Una mamma perde il marito proprio nel giorno della nascita del figlio, mentre sta andando all’ospedale, in un incidente. Un trauma troppo forte da cancellare, per l’amore che la donna provava per il marito e per la concomitanza degli eventi, che la spingono a non festeggiare mai il compleanno del figlio. Gli anni passano e il ragazzino mostra insofferenze, è indisciplinato, difficile da controllare. La mamma è sempre più stressata e vittima dei suoi ricordi. Il rinvenimento di un libro per bambini in casa, Mr. Babadook, apre le porte all’uomo nero che minaccia entrambi. Che il bambino combatterà fino alla fine, per salvare se stesso e la madre, ormai vittima delle sue stesse angosce.

Angosce che non si possono cancellare per sempre, ma che si possono tenere a bada.
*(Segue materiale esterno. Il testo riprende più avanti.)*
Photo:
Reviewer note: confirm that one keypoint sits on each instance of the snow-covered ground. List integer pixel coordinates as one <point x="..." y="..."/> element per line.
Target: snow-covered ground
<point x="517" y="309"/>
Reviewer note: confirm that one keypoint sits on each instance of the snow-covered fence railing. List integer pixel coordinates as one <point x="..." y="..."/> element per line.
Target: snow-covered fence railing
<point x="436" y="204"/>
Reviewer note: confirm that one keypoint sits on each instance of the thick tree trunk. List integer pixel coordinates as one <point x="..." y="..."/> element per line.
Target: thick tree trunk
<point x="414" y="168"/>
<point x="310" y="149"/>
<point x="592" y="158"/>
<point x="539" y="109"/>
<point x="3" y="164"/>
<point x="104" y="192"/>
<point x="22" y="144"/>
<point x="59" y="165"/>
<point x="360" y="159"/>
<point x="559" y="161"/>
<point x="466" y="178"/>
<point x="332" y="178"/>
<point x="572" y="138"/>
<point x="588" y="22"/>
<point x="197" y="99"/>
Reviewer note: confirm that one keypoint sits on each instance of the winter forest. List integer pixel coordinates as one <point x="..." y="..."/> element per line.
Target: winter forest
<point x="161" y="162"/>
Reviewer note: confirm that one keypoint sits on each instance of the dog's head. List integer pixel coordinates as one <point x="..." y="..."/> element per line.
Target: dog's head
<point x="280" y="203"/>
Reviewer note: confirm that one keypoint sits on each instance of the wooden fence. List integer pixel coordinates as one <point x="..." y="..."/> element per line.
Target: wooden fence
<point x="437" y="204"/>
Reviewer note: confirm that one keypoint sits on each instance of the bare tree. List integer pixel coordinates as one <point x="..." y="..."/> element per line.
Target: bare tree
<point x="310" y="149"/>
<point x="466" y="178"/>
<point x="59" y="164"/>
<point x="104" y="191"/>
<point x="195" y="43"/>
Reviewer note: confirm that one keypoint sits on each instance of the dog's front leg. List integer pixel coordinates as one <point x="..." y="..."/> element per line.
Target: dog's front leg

Perchè solo riconoscendole e guardandole in faccia, di tanto in tanto, si può sperare di relegarle in un angolino evitando che prendano il sopravvento. L’horror che ha spaventato Stephen King nasce da un cortometraggio e usa silenzi, ombre, colori freddi e sguardi disperati per spaventare. Ci riesce, in un crescendo che culmina poi in un finale a sorpresa che è il vero capolavoro del film, che al contrario degli altri horror non vuole solo intrattenere, spaventare e allo stesso tempo divertire, ma anche far riflettere. E ricordarci che c’è un Mr. Babadook pronto a impossessarsi di ognuno di noi.